O Flamengo anunciou a demissão de Filipe Luís logo após a goleada por 8 a 0 sobre o Madureira, resultado que garantiu vaga na final do Campeonato Carioca. A decisão surpreendeu pelo timing, minutos depois da entrevista coletiva do treinador, mas não pelo contexto.
Pressionado por derrotas recentes e pelo desempenho irregular no início de 2026, o técnico se tornou o 11º nome a deixar o cargo nos últimos seis anos.
Desde 2019, quando iniciou o ciclo mais vitorioso de sua história recente, o Flamengo convive com uma alta rotatividade no banco de reservas.
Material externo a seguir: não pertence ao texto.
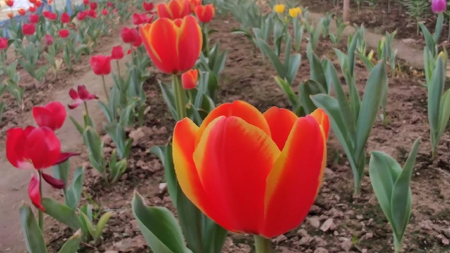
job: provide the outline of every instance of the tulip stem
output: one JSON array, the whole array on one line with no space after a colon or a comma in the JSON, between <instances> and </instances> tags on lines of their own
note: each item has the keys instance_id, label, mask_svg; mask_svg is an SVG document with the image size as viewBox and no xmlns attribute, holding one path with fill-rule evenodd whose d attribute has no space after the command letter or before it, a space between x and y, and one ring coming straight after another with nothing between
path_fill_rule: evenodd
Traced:
<instances>
[{"instance_id":1,"label":"tulip stem","mask_svg":"<svg viewBox=\"0 0 450 253\"><path fill-rule=\"evenodd\" d=\"M255 235L255 249L256 253L271 253L270 239Z\"/></svg>"},{"instance_id":2,"label":"tulip stem","mask_svg":"<svg viewBox=\"0 0 450 253\"><path fill-rule=\"evenodd\" d=\"M39 195L41 198L42 197L42 172L41 171L38 171L39 174ZM40 209L37 209L37 216L38 216L38 222L39 225L39 228L41 228L41 231L44 233L44 213L42 210Z\"/></svg>"},{"instance_id":3,"label":"tulip stem","mask_svg":"<svg viewBox=\"0 0 450 253\"><path fill-rule=\"evenodd\" d=\"M122 76L120 75L120 67L119 66L119 61L116 60L115 63L117 65L117 74L119 74L119 77L122 79Z\"/></svg>"},{"instance_id":4,"label":"tulip stem","mask_svg":"<svg viewBox=\"0 0 450 253\"><path fill-rule=\"evenodd\" d=\"M175 92L175 104L176 112L178 113L178 120L181 120L187 117L186 111L186 94L181 84L181 77L174 74L174 91Z\"/></svg>"},{"instance_id":5,"label":"tulip stem","mask_svg":"<svg viewBox=\"0 0 450 253\"><path fill-rule=\"evenodd\" d=\"M110 96L108 94L108 89L106 89L106 82L105 82L105 76L103 74L101 75L101 79L103 82L103 91L105 91L105 95L106 95L106 100L108 103L110 102Z\"/></svg>"}]
</instances>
O dado chama atenção porque o período coincide justamente com a fase mais vencedora do clube. O Flamengo acumulou títulos nacionais e continentais, mas manteve como tradição a troca frequente de treinadores, muitas vezes mesmo após conquistas importantes.
Pressão por resultados
No caso de Filipe Luís, pesaram especialmente as derrotas nas decisões. O Flamengo perdeu a Recopa Sul-Americana para o Lanús, com dois tropeços (1 a 0 na Argentina e 3 a 2 no Maracanã) e foi superado pelo Corinthians por 2 a 0 na Supercopa do Brasil, em Brasília.
Além dos vice-campeonatos, o desempenho geral preocupava. Em 15 partidas disputadas na temporada, o time soma sete derrotas (cinco sob o comando de Filipe Luís) — mais da metade das 11 sofridas ao longo de todo 2025. O número acendeu o alerta por conta do investimento e da expectativa pela manutenção da hegemonia recente.
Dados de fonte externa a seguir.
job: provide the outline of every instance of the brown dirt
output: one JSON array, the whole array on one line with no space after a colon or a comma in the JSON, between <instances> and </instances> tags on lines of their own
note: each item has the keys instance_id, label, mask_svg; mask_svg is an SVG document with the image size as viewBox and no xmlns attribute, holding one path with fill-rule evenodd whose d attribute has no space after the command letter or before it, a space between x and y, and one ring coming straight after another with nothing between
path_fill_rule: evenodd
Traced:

Parte da explicação para o início irregular está no desgaste acumulado. O Flamengo foi campeão carioca, brasileiro e da Libertadores na última temporada e só encerrou o calendário em 17 de dezembro, quando ficou com o vice da Copa Intercontinental da Fifa ao perder nos pênaltis para o Paris Saint-Germain.
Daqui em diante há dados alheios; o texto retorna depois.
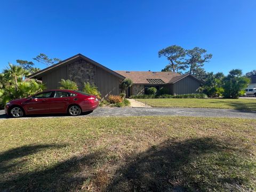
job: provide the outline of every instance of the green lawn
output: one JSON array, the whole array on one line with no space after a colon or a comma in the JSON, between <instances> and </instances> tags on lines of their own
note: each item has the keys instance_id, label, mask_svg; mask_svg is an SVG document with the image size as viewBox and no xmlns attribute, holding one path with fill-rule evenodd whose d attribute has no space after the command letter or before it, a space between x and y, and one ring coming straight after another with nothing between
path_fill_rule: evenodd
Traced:
<instances>
[{"instance_id":1,"label":"green lawn","mask_svg":"<svg viewBox=\"0 0 256 192\"><path fill-rule=\"evenodd\" d=\"M0 123L0 191L256 190L255 121L59 117Z\"/></svg>"},{"instance_id":2,"label":"green lawn","mask_svg":"<svg viewBox=\"0 0 256 192\"><path fill-rule=\"evenodd\" d=\"M152 107L193 107L256 110L256 99L138 99Z\"/></svg>"}]
</instances>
O elenco praticamente não teve pausa entre uma temporada e outra. O planejamento previa a utilização do time sub-20 nas primeiras rodadas do Carioca, mas o desempenho abaixo do esperado dos jovens forçou a antecipação do retorno do grupo principal para evitar risco maior no Estadual.
Veja os últimos treinadores
- Jorge Jesus (2019/2020);
- Domenec Torrent (2020);
- Rogério Ceni (2020/2021);
- Renato Gaúcho (2021);
- Paulo Sousa (2022);
- Dorival Júnior (2022);
- Vitor Pereira (2023);
- Jorge Sampaoli (2023);
- Tite (2023/2024);
- Filipe Luís (2024/2026)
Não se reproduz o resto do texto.